Black pepper, cumin, cinnamon, turmeric, dried ginger, and salt are the all-important flavor agents in this fragrant stew.
If it’s not already obvious, this recipe is far from bland!
How to Make Harira in One Pot
To make harira, all you need is one big pot.
- First, soften up diced onion, celery, and carrot in olive oil. Next, stir in all of the spices.
- Add diced tomatoes, cooked chickpeas, red lentils, brown rice, and stock. Simmer away and 50 minutes later, dinner is served.

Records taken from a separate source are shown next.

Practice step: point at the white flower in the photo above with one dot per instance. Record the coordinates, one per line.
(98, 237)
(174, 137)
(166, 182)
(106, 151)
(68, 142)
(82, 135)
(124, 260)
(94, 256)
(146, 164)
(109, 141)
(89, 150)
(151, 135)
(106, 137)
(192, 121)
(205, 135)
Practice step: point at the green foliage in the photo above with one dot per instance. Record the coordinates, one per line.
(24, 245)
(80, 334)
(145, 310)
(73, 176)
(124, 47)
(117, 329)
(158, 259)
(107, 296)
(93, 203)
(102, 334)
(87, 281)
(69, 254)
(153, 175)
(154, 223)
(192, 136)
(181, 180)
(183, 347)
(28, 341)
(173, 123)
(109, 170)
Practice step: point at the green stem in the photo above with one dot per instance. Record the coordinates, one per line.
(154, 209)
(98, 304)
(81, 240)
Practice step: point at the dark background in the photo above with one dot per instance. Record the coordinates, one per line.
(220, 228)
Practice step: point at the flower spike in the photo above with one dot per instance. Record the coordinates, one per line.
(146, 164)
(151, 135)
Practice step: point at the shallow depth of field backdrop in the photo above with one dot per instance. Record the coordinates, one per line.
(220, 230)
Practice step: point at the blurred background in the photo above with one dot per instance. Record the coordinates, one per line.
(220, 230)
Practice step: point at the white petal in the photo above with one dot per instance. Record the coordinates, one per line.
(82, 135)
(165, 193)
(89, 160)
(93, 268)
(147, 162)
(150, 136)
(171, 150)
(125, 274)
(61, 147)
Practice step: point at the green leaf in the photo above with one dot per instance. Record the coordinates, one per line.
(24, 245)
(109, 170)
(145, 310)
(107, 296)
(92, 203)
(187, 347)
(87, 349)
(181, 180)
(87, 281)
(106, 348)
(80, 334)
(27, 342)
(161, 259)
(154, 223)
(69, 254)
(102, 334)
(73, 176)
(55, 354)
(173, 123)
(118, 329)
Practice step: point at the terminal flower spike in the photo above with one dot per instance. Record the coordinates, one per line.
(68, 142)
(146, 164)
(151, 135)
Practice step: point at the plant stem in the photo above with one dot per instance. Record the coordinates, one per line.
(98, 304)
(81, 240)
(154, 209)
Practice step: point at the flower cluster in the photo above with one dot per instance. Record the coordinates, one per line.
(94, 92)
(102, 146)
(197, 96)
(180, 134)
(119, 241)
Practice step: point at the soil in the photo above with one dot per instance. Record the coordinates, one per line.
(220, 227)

How do you Serve Harira Soup?
Muslims eat harira during Ramadan, the ninth month of the Islamic calendar, and the holy month of fasting. It’s a hearty, filling and nutrient-rich meal to look forward to after a long day of fasting.
To serve the dish at your own table, whether you’re fasting or not, harira is perfect as is. However, I love to go back to my Central European roots, and add tangy sauerkraut and a dollop of creamy crème fraîche.
You can also stir in a tablespoon of Harissa, a spicy Moroccan paste, to give it an extra kick.
Some cooks serve it with hard-boiled eggs, and sprinkled with dried fruit such as figs and dates.
Can I Freeze Harira?
BONUS: this is a fantastic, vegetarian meal prep recipe. You can make a big batch of the soup and store it for up to 3 days in the fridge. Simply warm it up and add your favorite toppings before digging in.
You can also freeze harira. After you make it, let the stew come to room temperature, then transfer to an airtight container, and store in the freezer for up to 2 months. (Defrost in the fridge overnight and reheat on the stove, or in the microwave).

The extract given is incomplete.